Unless action was taken, and taken now, there would many more species to follow.

He focused his lecture on the cruel treatment being meted out to birds of prey and to seabirds.

Did the 'calm observers of the county', he said, really believe that 'wholesale destruction of so-called vermin' by gamekeepers was really materially increasing the stock of pheasants and partridges?

'Is it by exterminating the kite or the kestrel that rats and mice will take the hint and make themselves scarce? The idea is ridiculous!' he fumed, attacking the 'ancient prejudice' of gamekeepers.

And as for seafowl, 'no class of bird is so cruelly persecuted', made much worse by this slaughter (by 'Cockney sportsmen') being in the birds' breeding season. It was not just these sportsmen who should take the blame, he said. Ladies of fashion who were keen to wear bird plumes in their hats gave 'impetus to the slaughter'. He highlighted how thousands of kittiwakes were being killed every year for the fashion trade.

'Fair and innocent as the snowy plumage looks in a lady's hat I must tell the wearer the truth: that she bears on her head the band of a murderess!' That drew some gasps and uncomfortable laughter from the audience, which no doubt included some of those very ladies of fashion.

Other countries had brought in conservation laws, Newton added - but not Britain. 'It should be as penal to shoot a hawk or a seagull out of season as a pheasant or grouse,' he said. 'Each has its proper function, and if in spite of what we can do to prevent it certain species become extinct, then they should not discourage us from protecting the rest.'

If we did not take action now, he concluded, then we would receive 'few thanks from posterity'. And with that he sat down to loud applause.

His comments were widely reported – and widely praised. The Sea Birds Preservation Act of 1869 was directly inspired by his campaign, giving protection – for the first time in British history – to birds for conservation reasons.

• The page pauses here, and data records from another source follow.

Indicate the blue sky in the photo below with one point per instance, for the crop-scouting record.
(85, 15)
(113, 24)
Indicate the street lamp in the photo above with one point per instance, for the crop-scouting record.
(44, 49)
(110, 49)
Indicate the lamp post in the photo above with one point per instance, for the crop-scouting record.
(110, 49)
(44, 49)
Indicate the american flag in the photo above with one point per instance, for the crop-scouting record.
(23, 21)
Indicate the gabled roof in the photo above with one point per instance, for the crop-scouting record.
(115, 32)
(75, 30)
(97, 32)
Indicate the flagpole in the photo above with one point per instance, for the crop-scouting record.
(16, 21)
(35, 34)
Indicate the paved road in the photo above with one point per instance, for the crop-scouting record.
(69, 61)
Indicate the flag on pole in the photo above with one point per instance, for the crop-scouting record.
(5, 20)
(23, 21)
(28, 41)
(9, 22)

Newton went on to live for almost four more decades, keeping the chair of zoology at Cambridge until his death. He was painstaking in his research, forthright in his views, voluminous in his correspondence – Charles Darwin and Norfolk's John Henry Gurney being but two of his friends – and, above all, passionate about the need to research and protect the world's birds. Newton died in his beloved Magdalene College, Cambridge, in June 1907, revered as one of this country's founding fathers of zoology, and who took it from the age of the cabinet of curiosities to a modern science.

But what would Alfred say now, I wonder, if he could look down on us? He would be shocked, I'm sure, by the disappearance of millions of seabirds worldwide through climate change and human intervention. He would have been particularly grieved by the decline of the kittiwake, the bird he based much of that 1858 speech around. In Shetland alone, the number of kittiwakes has fallen from more than 55,000 in 1981 to less than 5,000 now.

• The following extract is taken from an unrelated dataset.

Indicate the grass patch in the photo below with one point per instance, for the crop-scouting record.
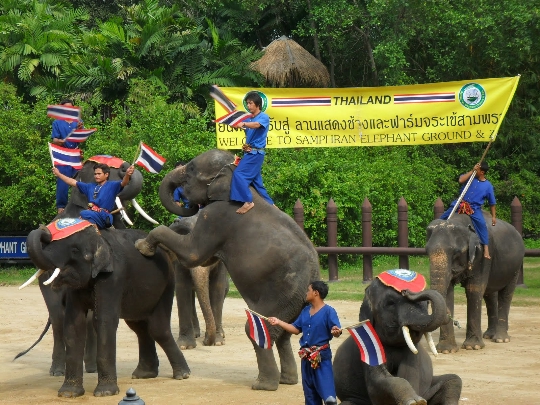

He would be astounded too by the volume of plastic in our seas and on our beaches – substances only just beginning to be developed in his lifetime.

And he would be saddened by the continued persecution of birds of prey by misguided gamekeepers and landowners.

The harsh fact is that we are still fighting Alfred's battles. And here in Norfolk too. The wildlife filmmaker and conservationist David Cobham, who sadly died a couple of months ago, wrote a brilliant account of the continuing persecution of birds of prey, A Sparrowhawk's Lament, in 2014. Another great Norfolk nature writer, Mark Cocker, has recently published Our Place: Can We Save Britain's Wildlife Before It Is Too Late?

Alfred's successors – the RSPB, the Norfolk-based BTO, the Wildlife Trusts, the likes of Sir David Attenborough - are tireless in their efforts to educate us to the danger, the very real danger, that we will go past the point of no return unless we act now.

A hundred and fifty years on, the message that Alfred Newton stood to deliver to an audience in Norwich still rings true. And as he warned us back then, we will receive few thanks from posterity if we do not listen to it.